Detecting silent errors in the wild: Combining two novel approaches to quickly detect silent data corruptions at scale

Silent data corruptions (SDCs), data errors that go undetected by the larger system, are a widespread problem for large-scale infrastructure systems. Left undetected, these types of corruptions can cause data loss and propagate across the stack and manifest as application-level problems.

Silent data corruptions (SDC) in hardware impact computational integrity for large-scale applications. Sources of corruptions include datapath dependencies, temperature variance, and age, among other silicon factors. These errors do not leave any record or trace in system logs. As a result, silent errors stay undetected within workloads and can propagate across several services. In this paper, we describe testing strategies to detect and mitigate silent data corruptions within a large-scale infrastructure. Given the challenging nature of the problem, we experimented with different methods for detection and mitigation. We compare and contrast two such approaches: 1) Fleetscanner (out-of-production testing) and 2) ripple (in-production testing). We evaluate the infrastructure trade-offs associated with the silicon testing funnel across 3+ years of production experience.

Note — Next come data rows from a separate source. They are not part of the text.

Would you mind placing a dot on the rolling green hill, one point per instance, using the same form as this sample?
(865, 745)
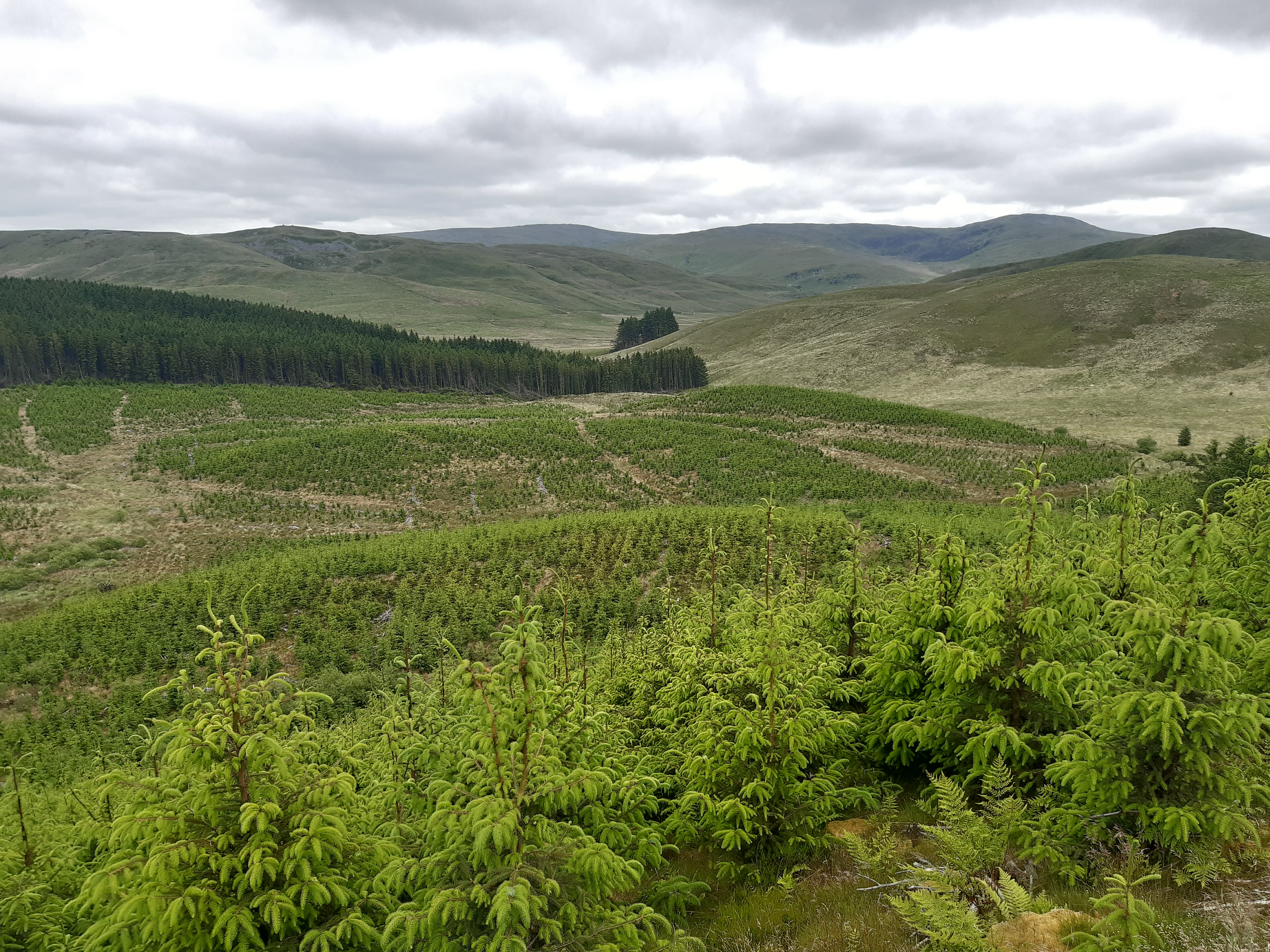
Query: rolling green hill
(1193, 243)
(573, 235)
(813, 259)
(1116, 348)
(550, 296)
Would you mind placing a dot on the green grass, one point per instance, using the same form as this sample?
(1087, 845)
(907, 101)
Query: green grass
(1117, 350)
(1196, 243)
(550, 296)
(816, 259)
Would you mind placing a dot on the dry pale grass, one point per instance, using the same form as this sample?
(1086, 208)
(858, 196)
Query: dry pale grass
(1109, 350)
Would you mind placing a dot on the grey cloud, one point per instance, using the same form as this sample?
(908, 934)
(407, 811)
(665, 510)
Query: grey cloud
(519, 159)
(39, 18)
(656, 30)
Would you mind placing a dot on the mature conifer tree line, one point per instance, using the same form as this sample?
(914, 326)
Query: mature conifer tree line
(639, 331)
(59, 331)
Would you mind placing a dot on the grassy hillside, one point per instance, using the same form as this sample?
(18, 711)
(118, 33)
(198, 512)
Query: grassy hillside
(1194, 243)
(815, 259)
(550, 296)
(573, 235)
(1119, 348)
(110, 484)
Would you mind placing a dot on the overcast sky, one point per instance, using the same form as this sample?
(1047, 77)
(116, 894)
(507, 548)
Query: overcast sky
(649, 116)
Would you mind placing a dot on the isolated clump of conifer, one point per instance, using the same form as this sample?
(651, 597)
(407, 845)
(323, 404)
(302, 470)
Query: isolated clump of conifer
(655, 324)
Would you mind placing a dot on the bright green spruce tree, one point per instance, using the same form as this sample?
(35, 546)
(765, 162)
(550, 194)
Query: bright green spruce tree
(973, 658)
(239, 842)
(765, 753)
(1173, 746)
(531, 822)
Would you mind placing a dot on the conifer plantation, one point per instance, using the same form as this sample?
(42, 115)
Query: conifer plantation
(58, 331)
(734, 668)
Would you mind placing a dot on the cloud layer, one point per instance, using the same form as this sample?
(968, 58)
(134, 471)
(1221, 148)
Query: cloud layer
(646, 116)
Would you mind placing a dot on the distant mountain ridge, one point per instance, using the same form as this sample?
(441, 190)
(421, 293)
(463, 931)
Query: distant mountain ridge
(1122, 348)
(1191, 243)
(571, 235)
(563, 286)
(811, 258)
(552, 296)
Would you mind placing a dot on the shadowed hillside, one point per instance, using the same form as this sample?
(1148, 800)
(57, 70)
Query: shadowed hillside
(813, 259)
(1193, 243)
(553, 296)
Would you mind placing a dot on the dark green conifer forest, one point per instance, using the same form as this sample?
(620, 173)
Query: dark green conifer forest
(736, 692)
(655, 324)
(59, 331)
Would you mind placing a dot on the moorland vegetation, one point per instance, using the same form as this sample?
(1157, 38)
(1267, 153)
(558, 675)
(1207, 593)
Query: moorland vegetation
(1084, 705)
(360, 668)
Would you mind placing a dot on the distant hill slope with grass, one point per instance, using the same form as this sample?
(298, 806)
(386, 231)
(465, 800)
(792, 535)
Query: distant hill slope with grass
(1193, 243)
(1116, 348)
(550, 296)
(575, 235)
(813, 259)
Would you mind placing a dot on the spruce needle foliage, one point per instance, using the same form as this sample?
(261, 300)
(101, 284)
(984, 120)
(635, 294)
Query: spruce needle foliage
(765, 750)
(531, 822)
(241, 841)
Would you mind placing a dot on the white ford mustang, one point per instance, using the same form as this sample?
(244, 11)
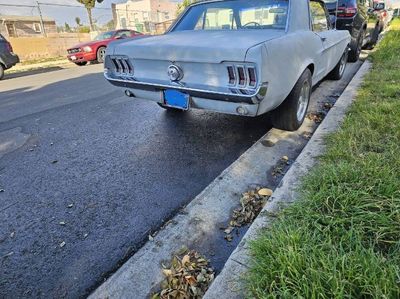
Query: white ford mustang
(244, 57)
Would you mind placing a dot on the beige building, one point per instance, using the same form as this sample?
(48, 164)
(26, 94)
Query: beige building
(143, 15)
(29, 26)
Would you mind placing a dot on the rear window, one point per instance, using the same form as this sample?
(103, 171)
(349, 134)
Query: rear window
(235, 15)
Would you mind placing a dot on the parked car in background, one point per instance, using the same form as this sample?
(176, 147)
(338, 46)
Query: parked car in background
(95, 50)
(363, 23)
(241, 57)
(7, 57)
(385, 13)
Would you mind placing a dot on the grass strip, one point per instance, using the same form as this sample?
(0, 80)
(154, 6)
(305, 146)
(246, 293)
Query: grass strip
(342, 238)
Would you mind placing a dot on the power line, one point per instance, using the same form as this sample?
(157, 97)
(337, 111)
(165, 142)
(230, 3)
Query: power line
(18, 5)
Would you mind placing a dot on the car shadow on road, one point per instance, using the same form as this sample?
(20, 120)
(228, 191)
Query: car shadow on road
(31, 72)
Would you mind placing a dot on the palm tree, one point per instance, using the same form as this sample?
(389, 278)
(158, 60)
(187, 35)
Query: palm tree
(89, 5)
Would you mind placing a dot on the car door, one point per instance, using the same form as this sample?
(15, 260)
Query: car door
(321, 27)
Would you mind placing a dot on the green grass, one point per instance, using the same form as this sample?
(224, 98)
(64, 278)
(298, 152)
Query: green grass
(342, 238)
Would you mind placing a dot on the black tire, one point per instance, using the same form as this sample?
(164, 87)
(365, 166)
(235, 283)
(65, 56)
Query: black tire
(170, 109)
(1, 71)
(355, 48)
(101, 54)
(290, 114)
(338, 71)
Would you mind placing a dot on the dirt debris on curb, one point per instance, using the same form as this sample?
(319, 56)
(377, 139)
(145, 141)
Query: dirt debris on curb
(281, 167)
(187, 277)
(251, 204)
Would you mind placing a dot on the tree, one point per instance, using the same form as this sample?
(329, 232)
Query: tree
(78, 21)
(183, 5)
(67, 27)
(89, 5)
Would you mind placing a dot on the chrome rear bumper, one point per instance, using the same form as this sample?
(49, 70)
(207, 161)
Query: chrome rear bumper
(241, 96)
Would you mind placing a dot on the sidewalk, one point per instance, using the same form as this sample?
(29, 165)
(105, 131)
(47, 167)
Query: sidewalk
(341, 237)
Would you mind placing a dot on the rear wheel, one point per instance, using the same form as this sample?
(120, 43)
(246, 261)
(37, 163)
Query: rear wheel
(290, 114)
(338, 71)
(1, 71)
(101, 54)
(355, 48)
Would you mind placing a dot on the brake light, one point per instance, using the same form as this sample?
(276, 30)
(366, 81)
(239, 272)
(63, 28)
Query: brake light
(347, 11)
(242, 78)
(9, 47)
(252, 76)
(231, 74)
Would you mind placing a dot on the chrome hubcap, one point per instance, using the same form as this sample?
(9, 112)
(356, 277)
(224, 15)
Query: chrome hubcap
(303, 101)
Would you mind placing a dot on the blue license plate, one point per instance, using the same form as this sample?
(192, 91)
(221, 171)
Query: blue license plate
(176, 99)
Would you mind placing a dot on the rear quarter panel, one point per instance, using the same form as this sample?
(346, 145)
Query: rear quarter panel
(283, 62)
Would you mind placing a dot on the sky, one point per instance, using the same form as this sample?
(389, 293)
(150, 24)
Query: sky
(60, 14)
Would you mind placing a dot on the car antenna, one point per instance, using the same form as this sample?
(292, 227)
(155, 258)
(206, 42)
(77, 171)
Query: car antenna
(337, 7)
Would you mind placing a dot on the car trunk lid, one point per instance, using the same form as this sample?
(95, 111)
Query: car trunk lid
(196, 46)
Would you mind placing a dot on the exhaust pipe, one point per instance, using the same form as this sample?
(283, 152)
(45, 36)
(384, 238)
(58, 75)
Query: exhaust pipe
(129, 93)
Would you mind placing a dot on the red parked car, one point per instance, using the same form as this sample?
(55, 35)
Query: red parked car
(95, 50)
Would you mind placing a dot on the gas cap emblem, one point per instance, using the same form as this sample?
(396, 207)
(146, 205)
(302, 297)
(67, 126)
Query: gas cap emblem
(175, 73)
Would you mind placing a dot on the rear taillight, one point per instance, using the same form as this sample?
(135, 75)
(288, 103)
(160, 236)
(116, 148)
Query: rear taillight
(242, 76)
(9, 47)
(231, 74)
(347, 11)
(252, 76)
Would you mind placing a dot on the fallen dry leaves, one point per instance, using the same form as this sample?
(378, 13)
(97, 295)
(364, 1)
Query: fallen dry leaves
(251, 204)
(188, 277)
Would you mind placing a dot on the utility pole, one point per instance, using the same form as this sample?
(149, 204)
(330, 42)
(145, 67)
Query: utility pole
(41, 19)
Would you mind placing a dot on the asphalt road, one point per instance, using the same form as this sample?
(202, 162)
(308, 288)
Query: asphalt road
(87, 173)
(76, 151)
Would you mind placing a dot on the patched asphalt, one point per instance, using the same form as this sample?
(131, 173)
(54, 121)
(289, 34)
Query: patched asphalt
(88, 173)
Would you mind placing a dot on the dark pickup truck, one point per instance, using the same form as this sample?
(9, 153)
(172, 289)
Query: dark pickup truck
(7, 58)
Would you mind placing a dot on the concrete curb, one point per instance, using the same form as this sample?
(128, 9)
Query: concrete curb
(229, 283)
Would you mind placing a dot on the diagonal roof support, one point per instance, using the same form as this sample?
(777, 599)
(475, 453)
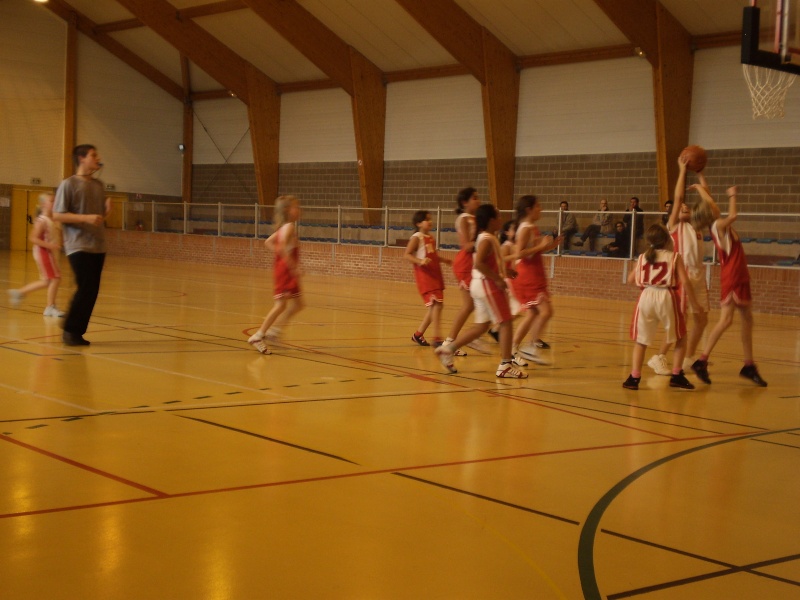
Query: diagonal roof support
(668, 47)
(87, 27)
(360, 78)
(254, 88)
(495, 67)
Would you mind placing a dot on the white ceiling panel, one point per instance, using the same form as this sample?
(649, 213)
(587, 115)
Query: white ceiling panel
(388, 36)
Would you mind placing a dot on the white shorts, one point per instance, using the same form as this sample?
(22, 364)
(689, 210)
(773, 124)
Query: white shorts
(657, 306)
(491, 303)
(700, 293)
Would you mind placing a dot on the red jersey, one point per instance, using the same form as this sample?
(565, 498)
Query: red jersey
(531, 280)
(428, 277)
(462, 265)
(286, 243)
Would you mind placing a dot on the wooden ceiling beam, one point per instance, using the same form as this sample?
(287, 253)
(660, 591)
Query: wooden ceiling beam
(87, 27)
(348, 68)
(310, 36)
(191, 12)
(253, 87)
(672, 94)
(637, 20)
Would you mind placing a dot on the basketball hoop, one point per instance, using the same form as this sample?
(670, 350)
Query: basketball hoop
(768, 89)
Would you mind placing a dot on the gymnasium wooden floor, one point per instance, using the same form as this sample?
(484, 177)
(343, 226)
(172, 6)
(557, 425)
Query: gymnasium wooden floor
(170, 460)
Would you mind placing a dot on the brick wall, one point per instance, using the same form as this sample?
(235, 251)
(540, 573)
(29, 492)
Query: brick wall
(769, 180)
(774, 290)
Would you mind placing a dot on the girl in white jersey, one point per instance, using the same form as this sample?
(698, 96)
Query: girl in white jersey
(687, 242)
(658, 271)
(489, 296)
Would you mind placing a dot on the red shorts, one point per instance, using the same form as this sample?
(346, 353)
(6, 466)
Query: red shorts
(432, 296)
(739, 294)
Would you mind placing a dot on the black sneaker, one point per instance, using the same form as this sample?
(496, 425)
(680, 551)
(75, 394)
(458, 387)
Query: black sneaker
(700, 368)
(632, 383)
(750, 372)
(420, 340)
(71, 339)
(680, 381)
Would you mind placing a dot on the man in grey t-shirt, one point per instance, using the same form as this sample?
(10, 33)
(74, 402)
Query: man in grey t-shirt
(81, 206)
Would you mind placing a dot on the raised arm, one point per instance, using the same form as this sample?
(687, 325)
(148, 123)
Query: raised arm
(726, 222)
(679, 196)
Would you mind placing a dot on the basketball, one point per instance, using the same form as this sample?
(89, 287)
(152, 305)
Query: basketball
(696, 158)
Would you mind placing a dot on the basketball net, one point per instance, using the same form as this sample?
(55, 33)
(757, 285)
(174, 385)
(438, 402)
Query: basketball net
(768, 89)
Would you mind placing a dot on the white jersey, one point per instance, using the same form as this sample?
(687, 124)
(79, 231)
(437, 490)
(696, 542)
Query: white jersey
(688, 243)
(662, 273)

How silent error detection works

Within a typical manufacturing cycle, a server or a CPU gets tested at the vendor for a few hours, then at the integrator for a couple of days (in the best case), as well as on a sampling basis. However, once the components go through to a production fleet, it becomes really challenging to implement testing at scale. As a result, we need novel detection approaches for preserving application health and fleet resiliency by detecting SDCs and mitigating them at scale.

Every iteration of a test takes time away from production workloads. Out-of-production testing has a ramp-up and ramp-down between switching from test to production workloads. In-production testing can leave residual configs that might adversely affect workload performance. When we scale this to an entire fleet, the variations as well as the time needed for testing become significant. With in-production testing, the challenge is smart colocation with minimal effects. With out-of-production testing, the challenge is utilizing downtimes from production effectively without affecting other maintenance tasks.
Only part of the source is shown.